Los jueces depuran responsabilidades ajenas pero los jueces, los tribunales, tienen también responsabilidades propias. Si la Audiencia Nacional equivocó el criterio al ordenar la puesta en libertad de etarras que habían cumplido penas de cárcel en Francia (aquella cuenta errónea sobre los descuentos) el Tribunal Supremo habrá de establecer ahora quién se columpió ayer al difundir la anulación de aquella decisión equivocada antes de transmitir a la policía la orden de detener al etarra Plazaola. Que el terrorista habría de ser detenido y enviado de nuevo a la cárcel era algo conocido desde que el Supremo decidió en enero que otro etarra en idéntica situación, Santi Potros, debía ser encarcelado porque aún le quedaba pena. En este tiempo, y según Interior, a Plazaola se le ha tenido discretamente vigilado. Sabiendo en cada momento dónde estaba, pero sin orden aún, claro, para proceder a detenerlo. Ayer estaban los agentes en disposición de echarle el guante al etarra, aguardando que llegara la orden de detención y en la confianza de que tenerla antes de que el terrorista se evaporara. La anulación de su excarcelación se produjo a las 12.30 de la mañana, pero la orden de detenerle no llegó hasta las cinco y media. Y entre tanto se concentró el club de fans de Plazaola en la puerta de su casa para entorpecer la eventual detención y facilitar el escaqueo. Tampoco había que ser Houdini para evaporarse ante los ojos de los agentes: con el gentío en la puerta, podía escabullirse entre los suyos, podía largarse en un coche por el garaje, podía podía podía. Y pudo, claro.

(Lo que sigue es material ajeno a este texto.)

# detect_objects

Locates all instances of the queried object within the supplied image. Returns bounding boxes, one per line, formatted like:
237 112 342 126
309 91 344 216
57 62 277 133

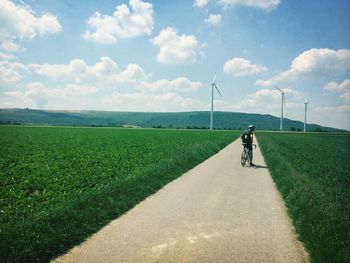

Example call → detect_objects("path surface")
53 137 309 263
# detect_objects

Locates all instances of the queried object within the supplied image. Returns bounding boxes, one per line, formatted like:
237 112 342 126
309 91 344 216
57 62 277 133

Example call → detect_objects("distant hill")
0 108 345 132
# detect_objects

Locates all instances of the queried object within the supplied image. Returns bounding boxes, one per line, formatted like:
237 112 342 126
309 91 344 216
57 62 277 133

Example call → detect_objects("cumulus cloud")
138 77 203 92
247 87 301 104
30 57 147 86
193 0 280 11
204 14 222 25
2 56 206 111
103 91 206 112
194 0 209 8
341 92 350 101
0 51 16 60
230 87 303 115
5 82 97 109
315 105 350 113
312 105 350 130
216 0 280 11
29 57 205 93
0 60 27 86
256 48 350 87
152 27 206 64
224 58 267 77
324 79 350 101
0 0 61 54
0 40 24 53
83 0 153 44
324 79 350 92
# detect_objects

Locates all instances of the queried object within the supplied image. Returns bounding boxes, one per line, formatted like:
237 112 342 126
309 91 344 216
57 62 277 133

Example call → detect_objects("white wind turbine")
304 98 309 132
276 87 286 131
209 75 222 130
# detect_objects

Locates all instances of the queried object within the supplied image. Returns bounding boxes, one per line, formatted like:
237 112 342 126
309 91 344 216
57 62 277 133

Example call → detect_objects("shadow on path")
252 164 268 169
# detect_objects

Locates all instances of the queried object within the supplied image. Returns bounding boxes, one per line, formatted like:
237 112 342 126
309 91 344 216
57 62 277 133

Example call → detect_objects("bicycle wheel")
245 152 251 166
241 150 247 167
241 150 246 167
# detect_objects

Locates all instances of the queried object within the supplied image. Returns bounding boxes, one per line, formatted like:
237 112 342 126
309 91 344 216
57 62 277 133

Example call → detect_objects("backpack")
241 133 248 143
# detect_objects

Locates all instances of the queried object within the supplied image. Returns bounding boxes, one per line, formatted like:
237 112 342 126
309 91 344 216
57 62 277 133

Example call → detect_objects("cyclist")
241 125 256 166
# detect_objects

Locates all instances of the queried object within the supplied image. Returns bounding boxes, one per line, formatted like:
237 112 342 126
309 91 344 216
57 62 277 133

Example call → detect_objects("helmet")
249 125 255 131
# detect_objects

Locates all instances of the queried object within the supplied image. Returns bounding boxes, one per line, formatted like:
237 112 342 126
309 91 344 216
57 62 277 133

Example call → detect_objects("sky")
0 0 349 130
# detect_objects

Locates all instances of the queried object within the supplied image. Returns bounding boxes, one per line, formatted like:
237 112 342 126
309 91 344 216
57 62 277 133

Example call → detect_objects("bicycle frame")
241 143 256 167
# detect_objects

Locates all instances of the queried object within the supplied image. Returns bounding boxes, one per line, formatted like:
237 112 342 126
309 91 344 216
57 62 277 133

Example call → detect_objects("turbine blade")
276 87 283 93
214 84 222 97
213 74 216 83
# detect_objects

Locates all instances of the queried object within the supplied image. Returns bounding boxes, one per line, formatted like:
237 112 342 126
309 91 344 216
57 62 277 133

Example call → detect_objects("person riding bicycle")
241 125 256 166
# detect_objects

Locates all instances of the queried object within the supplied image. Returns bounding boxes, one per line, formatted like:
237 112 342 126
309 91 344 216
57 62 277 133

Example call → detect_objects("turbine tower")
209 75 222 130
304 99 309 132
276 87 286 131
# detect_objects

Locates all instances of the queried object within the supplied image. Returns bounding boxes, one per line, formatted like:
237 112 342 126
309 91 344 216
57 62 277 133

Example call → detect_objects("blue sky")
0 0 349 129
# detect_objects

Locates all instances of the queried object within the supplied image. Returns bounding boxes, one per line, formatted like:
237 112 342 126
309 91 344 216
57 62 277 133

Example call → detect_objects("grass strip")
0 126 239 262
257 132 350 263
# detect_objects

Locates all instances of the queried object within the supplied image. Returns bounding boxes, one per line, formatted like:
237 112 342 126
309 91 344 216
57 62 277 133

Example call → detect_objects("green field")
0 126 240 262
257 132 350 263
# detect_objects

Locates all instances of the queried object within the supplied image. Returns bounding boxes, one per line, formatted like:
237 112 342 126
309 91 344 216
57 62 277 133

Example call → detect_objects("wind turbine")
304 99 309 132
209 75 222 130
276 87 286 131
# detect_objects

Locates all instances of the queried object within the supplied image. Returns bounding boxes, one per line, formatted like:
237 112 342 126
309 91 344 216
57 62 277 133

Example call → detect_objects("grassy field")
257 132 350 263
0 126 240 263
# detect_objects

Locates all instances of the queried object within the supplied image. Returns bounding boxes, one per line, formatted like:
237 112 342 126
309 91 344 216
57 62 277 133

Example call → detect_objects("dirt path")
53 136 309 263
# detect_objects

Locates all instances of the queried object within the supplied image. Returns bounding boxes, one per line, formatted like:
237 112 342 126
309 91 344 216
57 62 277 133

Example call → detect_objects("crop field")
257 132 350 263
0 126 240 262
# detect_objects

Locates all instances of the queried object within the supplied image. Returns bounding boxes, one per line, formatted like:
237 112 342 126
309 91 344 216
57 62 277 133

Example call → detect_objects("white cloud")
256 48 350 87
224 58 267 76
29 57 205 94
324 79 350 102
83 0 153 44
138 77 203 92
216 87 303 117
36 14 63 36
3 54 207 112
216 0 280 11
193 0 280 11
103 91 206 112
194 0 209 8
152 27 206 64
315 105 350 114
30 57 147 86
0 60 26 86
204 14 222 25
324 79 350 92
246 87 301 105
340 91 350 101
312 105 350 130
290 48 350 74
12 57 207 111
0 0 61 52
0 40 24 53
0 51 16 60
5 82 97 109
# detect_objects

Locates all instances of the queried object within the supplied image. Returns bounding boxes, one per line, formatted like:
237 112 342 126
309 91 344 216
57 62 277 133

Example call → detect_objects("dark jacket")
241 131 254 145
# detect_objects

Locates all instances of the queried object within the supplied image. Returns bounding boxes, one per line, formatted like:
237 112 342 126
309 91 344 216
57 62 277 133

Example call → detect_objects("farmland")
0 126 240 262
257 132 350 263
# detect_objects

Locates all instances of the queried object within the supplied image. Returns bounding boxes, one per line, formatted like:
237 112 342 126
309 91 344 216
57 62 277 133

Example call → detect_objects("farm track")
53 136 309 263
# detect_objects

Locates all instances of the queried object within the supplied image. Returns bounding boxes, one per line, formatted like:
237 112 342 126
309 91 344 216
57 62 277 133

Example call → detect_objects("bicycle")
241 143 256 167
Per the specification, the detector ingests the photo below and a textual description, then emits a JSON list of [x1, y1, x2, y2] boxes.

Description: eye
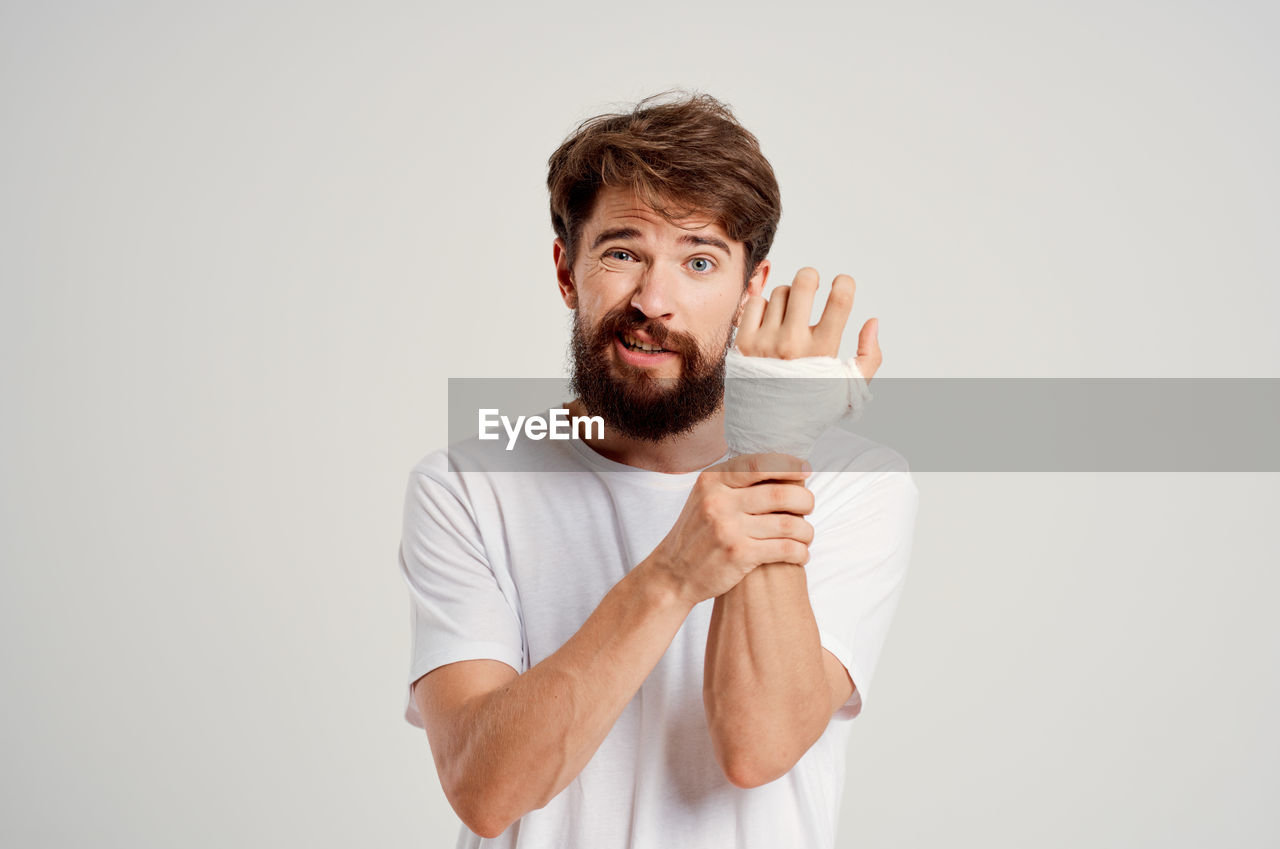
[[605, 249, 636, 262], [688, 257, 715, 273]]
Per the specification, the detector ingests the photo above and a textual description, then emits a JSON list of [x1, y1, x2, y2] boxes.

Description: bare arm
[[415, 558, 690, 838], [707, 266, 881, 787], [414, 456, 813, 838], [702, 558, 855, 788]]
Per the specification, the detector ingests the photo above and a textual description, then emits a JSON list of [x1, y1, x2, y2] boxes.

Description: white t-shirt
[[400, 415, 920, 849]]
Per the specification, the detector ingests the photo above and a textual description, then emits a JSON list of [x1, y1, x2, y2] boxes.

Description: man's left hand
[[734, 267, 882, 383]]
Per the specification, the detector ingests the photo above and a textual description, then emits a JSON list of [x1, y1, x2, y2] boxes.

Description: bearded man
[[399, 92, 919, 849]]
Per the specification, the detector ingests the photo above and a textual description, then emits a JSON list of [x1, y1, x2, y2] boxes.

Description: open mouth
[[617, 332, 670, 354]]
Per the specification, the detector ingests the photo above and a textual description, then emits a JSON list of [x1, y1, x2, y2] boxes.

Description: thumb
[[855, 318, 882, 382]]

Supo de la decisión del Supremo antes de que la policía recibiera la orden de detenerle. Una filtración en el ámbito jurídico, la ha llamado Carlos Lesmes, el presidente del Supremo que ha de hacerse responsable, en última instancia, de cuanto suceda en la institución que él preside. Esta vez tiene razón Fernández Díaz, el ministro. Si el Supremo se demoró en emitir la orden de detención o se precipitó en comunicar a las partes la decisión de que cumpla el resto de la pena es cosa de Lesmes, no del ministerio. Responsabilidad del ministerio, eso sí, es hacer lo posible, ahora que ya tiene la orden, para encontrar al pájaro que voló del nido, echarle el mano y llevarle de regreso a la jaula.